Modernizing JSON for Julia
2025-12-09 , Data Engineering & Infrastructure

JSON support and interfaces vary widely across languages and Julia has been no different. As Julia has evolved as a language, patterns and best practices with regards to interfaces have also evolved with how to best leverage Julia's unique strengths: multiple dispatch, library composability, and zero-cost abstraction. The original JSON.jl package has been rewritten from scratch for a (finally!) 1.0 release bringing JSON support in Julia up to modern best practices and patterns, combining functionality from at least 3(!) existing JSON packages into one unified library offering.
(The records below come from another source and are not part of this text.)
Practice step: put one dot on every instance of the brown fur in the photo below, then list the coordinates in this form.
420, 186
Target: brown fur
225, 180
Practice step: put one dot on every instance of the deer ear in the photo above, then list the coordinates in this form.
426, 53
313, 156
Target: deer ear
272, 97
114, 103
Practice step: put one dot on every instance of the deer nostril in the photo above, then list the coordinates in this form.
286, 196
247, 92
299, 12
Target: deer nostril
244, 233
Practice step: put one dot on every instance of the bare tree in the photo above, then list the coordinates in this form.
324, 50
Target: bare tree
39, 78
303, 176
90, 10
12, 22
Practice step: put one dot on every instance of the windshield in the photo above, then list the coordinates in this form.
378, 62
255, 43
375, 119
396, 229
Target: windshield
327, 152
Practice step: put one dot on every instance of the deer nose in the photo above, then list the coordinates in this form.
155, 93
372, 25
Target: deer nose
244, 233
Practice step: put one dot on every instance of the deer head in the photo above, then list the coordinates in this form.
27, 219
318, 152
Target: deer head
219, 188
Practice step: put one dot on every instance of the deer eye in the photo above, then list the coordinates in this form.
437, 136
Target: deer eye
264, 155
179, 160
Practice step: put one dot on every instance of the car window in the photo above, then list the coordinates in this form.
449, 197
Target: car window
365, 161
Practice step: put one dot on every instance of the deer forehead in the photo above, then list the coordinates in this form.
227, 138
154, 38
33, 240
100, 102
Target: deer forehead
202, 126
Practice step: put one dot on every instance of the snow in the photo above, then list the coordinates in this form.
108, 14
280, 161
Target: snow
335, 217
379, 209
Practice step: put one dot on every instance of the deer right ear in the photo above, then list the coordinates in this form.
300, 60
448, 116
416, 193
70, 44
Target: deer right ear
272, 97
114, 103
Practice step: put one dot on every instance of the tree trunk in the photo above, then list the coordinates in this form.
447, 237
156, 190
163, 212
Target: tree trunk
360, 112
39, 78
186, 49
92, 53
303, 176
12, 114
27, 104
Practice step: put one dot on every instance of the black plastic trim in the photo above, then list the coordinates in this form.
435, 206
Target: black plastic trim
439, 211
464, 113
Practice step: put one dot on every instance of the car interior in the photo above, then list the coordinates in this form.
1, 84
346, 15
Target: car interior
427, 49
Over Julia's history, there have been a number of JSON packages providing various forms of JSON support:
* JSON.jl: oldest/original JSON package; very simple JSON support for reading/writing for mostly just core Julia data structures
* LazyJSON.jl: package that attempted to provide "lazy" parsing support where JSON could be scanned without fully materializing objects in memory; never quite fully "finished" the package/functionality and was thus, never really widely adopted
* JSON2.jl/JSON3.jl: Iterations on interfaces to support custom struct serialization/deserialization in Julia

The new 1.0 release to the JSON package combines the functionality from all these packages in a single, unified, and modern interface. Package functionality now includes:
* Same basic JSON support of reading/writing for core datastructures
* Support for lazily processing JSON including extracting deeply nested values without intermediate materialization
* A new JSON.Object structure that mimics a Dict{Symbol, Any} but preserves insertion (or in this case parse) order, allows dot access, and in most cases is faster with fewer memory allocations than Dict.
* Custom struct serialization/deserialization support that includes specifying field defaults, custom field lower/lift functionality, or directly mutating fields (of mutable structs) while parsing

This talk aims to cover the historical context leading to the JSON.jl 1.0 release, how the package leverages clean internal interfaces to provide a ton of functionality without exploding the codebase, and why the decision was made to ultimately rewrite the original JSON.jl package for a 1.0 release instead of yet-another-JSONX.jl type package.


Prior Knowledge Expected:

No

A core contributor to both the Julia language and package ecosystem for over a decade.